Wednesday, December 11, 2019

101 Things #35 - Easy Money

A bucket list can include tasks so easy they can be accomplished almost at once - The popular "Tell someone you love them" for example. Others take planning, such as exotic foreign holidays but are still straightforward to schedule. And now and then you find something so jaw-droppingly stupid as a bucket list item that it automatically goes straight into the anti-bucket list I am steadily compiling, 101 Things I Refuse To Do Before I Die.

Today we make derisive comments about the suggestion on Tomas Lau's website that you should aim to

Build a multimillion dollar business empire.


You heard it right. A multimillion dollar business empire. From scratch, presumably as indicated by the word "build". With the same eagerness with which you will take a selfie at the Taj Mahal (tick), eat escargots in Paris (tick) or get sufficiently drunk to engage in a karaoke session (tick), you can wake up tomorrow and get down to it, building. It may take a little while to get there but it's on your bucket list so you're going to do it. Right?

I assume that the 'multimillion' refers to the value of the business rather than the turnover, that is, a business you could sell for at least two million dollars. A million dollars may not be what it used to be, but it's still a fair whack. Look at all the struggling would-be millionaires on Dragons' Den [A popular TV show for rich people to humiliate less rich people: Ed], for example. A tiny handful will make it, the rest are going to struggle to stay solvent let alone grow a substantial business. And when you hear their stories you realise that they work tirelessly and fully focussed on the business. Some have turned in good jobs to set up for themselves. They work all hours. They take low pay or none. They may mortgage their houses to provide working capital.

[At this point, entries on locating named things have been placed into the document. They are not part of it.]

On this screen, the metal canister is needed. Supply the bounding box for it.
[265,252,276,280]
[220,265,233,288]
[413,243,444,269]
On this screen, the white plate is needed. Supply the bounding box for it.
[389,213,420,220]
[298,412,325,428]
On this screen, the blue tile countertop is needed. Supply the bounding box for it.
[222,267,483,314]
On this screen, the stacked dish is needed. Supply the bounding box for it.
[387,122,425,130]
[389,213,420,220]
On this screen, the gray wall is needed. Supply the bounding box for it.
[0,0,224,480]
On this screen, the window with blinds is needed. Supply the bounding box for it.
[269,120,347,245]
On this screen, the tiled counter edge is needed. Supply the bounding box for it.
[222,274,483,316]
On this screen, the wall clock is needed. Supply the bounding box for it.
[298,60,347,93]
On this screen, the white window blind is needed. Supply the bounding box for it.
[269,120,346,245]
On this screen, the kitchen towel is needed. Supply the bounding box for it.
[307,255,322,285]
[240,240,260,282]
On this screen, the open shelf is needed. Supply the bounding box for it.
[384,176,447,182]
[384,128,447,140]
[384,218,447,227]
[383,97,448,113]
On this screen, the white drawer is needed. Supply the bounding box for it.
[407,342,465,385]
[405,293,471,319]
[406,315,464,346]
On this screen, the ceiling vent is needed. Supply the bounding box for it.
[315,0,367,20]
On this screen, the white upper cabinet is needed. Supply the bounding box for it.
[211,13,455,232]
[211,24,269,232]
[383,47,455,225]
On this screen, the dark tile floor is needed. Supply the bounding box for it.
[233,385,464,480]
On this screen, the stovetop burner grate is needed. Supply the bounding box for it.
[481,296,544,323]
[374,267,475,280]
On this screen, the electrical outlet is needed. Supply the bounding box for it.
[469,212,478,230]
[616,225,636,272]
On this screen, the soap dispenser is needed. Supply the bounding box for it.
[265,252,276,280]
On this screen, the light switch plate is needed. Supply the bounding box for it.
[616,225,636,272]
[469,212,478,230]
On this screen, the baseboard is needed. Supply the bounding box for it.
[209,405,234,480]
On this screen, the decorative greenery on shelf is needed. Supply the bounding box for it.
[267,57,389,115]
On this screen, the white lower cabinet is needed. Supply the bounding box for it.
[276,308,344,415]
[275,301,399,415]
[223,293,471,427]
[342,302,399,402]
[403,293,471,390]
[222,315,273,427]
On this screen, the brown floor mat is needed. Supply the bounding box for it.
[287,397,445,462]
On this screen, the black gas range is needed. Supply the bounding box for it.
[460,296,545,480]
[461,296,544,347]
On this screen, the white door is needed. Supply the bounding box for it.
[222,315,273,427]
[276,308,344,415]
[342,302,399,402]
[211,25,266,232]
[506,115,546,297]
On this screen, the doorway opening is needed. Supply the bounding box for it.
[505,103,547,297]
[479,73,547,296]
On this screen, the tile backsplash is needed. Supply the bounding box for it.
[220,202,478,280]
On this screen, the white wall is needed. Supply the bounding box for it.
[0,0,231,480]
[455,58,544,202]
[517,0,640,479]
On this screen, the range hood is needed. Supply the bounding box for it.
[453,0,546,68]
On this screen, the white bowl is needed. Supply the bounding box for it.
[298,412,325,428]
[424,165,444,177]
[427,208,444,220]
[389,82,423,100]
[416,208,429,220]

This is not a bucket-list whim - it is a total lifestyle. Obviously, I have reached the stage in life where I don't need to do this and I no longer have the energy or the mental strength required. Even if this were not the case, it still seems all wrong to have this is a bucket list item. The sort of person who might succeed and then say "Right, done it, the business is doing well, so I'll tick it off the list and jack it all in so I can start ticking off some other items" is not the sort of person who will ever build that business in the first place.